Charter Communications’ bank debt slipped in trading with bankers citing weaker first quarter numbers and market technicals. The cable company’s $3 billion “B” loan was seen changing hands in the 98 3/4- 99 3/8 context. while the $2 billion “A” loan rested at the 97 3/4- 98 3/8 range. Prior to the drop, Charter’s “B” loan was trading at the 99-99 1/2 level while the “A” loan was trading at 98 1/4- 98 3/4.
“[Charter’s] numbers were a little bit worse than expected [with] a registered loss of one dollar per share, a net loss of about $245 million,” one trader said. But another trader disagreed this was the cause of the slip. The company’s earnings release effect on its debt trading levels was marginal, he noted. “The general market seems to be softer, it is not only Charter.”

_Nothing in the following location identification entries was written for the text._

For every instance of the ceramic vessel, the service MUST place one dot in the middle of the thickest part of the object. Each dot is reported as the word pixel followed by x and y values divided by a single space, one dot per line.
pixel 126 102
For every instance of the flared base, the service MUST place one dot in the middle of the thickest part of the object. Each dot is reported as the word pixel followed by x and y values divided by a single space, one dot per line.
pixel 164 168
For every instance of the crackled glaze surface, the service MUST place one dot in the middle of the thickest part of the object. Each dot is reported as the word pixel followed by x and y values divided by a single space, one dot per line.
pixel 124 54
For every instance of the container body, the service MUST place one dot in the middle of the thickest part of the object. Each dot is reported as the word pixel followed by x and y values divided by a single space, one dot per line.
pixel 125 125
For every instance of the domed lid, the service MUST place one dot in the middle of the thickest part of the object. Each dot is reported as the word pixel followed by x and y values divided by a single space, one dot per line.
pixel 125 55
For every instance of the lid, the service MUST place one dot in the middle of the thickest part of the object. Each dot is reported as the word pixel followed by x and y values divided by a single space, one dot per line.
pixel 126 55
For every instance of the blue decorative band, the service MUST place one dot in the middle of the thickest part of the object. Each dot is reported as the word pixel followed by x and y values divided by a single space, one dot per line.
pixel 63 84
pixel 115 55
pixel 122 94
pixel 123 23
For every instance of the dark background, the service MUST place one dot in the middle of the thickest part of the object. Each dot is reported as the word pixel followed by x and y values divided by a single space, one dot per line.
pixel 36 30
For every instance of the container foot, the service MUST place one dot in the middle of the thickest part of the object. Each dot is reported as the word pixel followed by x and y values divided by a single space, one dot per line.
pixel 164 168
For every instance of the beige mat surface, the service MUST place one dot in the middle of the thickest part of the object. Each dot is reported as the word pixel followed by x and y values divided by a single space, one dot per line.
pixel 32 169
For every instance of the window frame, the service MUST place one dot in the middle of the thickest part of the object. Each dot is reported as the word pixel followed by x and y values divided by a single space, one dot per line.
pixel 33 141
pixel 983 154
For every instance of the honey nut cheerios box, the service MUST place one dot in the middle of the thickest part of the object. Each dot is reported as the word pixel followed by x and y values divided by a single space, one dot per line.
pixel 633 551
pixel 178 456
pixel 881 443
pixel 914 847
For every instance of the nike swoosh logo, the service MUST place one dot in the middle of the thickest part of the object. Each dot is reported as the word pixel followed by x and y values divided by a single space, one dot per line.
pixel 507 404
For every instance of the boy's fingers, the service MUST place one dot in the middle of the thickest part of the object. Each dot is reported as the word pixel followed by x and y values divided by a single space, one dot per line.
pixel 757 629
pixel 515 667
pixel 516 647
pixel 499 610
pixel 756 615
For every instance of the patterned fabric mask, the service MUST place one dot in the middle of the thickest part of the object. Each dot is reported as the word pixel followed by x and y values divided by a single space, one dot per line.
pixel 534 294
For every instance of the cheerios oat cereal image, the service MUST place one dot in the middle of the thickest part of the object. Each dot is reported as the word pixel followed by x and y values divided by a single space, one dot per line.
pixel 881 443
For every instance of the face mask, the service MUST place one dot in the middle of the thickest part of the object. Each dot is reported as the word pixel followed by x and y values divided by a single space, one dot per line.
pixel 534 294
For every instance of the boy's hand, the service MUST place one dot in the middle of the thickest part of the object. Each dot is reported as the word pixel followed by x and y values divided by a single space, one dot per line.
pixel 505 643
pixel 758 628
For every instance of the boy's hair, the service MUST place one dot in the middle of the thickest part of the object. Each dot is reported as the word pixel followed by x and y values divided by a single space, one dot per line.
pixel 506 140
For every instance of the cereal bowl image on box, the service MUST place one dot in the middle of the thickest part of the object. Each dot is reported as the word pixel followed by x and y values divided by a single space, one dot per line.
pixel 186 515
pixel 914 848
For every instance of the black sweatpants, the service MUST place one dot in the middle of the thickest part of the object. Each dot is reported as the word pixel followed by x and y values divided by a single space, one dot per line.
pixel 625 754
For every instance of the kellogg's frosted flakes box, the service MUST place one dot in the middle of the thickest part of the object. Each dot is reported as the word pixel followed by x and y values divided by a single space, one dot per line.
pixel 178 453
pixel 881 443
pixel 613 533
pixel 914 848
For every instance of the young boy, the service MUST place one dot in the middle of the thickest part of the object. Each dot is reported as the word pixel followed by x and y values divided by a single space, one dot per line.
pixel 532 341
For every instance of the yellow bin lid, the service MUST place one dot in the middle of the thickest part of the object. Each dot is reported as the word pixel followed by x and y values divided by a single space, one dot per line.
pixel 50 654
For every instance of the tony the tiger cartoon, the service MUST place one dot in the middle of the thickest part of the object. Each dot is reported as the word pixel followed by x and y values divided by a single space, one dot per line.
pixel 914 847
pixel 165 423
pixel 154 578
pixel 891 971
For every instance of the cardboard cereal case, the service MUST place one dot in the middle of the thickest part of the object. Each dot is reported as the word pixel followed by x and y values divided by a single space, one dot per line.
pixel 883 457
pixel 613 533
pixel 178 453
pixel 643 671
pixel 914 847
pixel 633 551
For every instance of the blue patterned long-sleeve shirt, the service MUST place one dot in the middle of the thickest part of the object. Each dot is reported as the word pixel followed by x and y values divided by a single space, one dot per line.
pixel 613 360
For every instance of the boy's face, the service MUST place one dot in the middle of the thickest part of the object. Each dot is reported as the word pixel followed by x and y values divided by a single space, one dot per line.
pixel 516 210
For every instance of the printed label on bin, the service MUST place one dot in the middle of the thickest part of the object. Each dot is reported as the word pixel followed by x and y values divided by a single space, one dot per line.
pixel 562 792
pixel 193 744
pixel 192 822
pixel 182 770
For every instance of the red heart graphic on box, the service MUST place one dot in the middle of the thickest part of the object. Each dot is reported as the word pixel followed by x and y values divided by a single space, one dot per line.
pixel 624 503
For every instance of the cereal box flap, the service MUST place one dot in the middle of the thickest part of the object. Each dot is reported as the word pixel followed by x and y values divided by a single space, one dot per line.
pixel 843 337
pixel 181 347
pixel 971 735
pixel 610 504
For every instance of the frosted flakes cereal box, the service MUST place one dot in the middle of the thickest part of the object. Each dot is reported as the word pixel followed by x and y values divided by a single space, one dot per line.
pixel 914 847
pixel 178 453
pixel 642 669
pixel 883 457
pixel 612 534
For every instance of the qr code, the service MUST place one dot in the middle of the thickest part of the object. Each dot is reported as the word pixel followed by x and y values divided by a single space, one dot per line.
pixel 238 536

Traders attributed the general choppiness to fears over rising interest rates and a weakening high-yield market. The credit has sufficient crossover with high-yield, so any weakening there impacts Charter, a dealer added. The sheer size of the facility is also an issue, he said, noting that the CCC rating prevents more buyers, he said.
J.P. Morgan, Bank of America, Citigroup and Credit Suisse First Boston lead the loan, which closed last April. According to Derek Chang, Charter’s executive v.p. of finance and strategy, the transaction enabled Charter to extend debt maturities and obtain financial and operational flexibility. “We couldn’t have done this deal six months ago,” Chang explained, noting that the debt markets were very receptive. Charter officials did not return calls regarding the trading levels.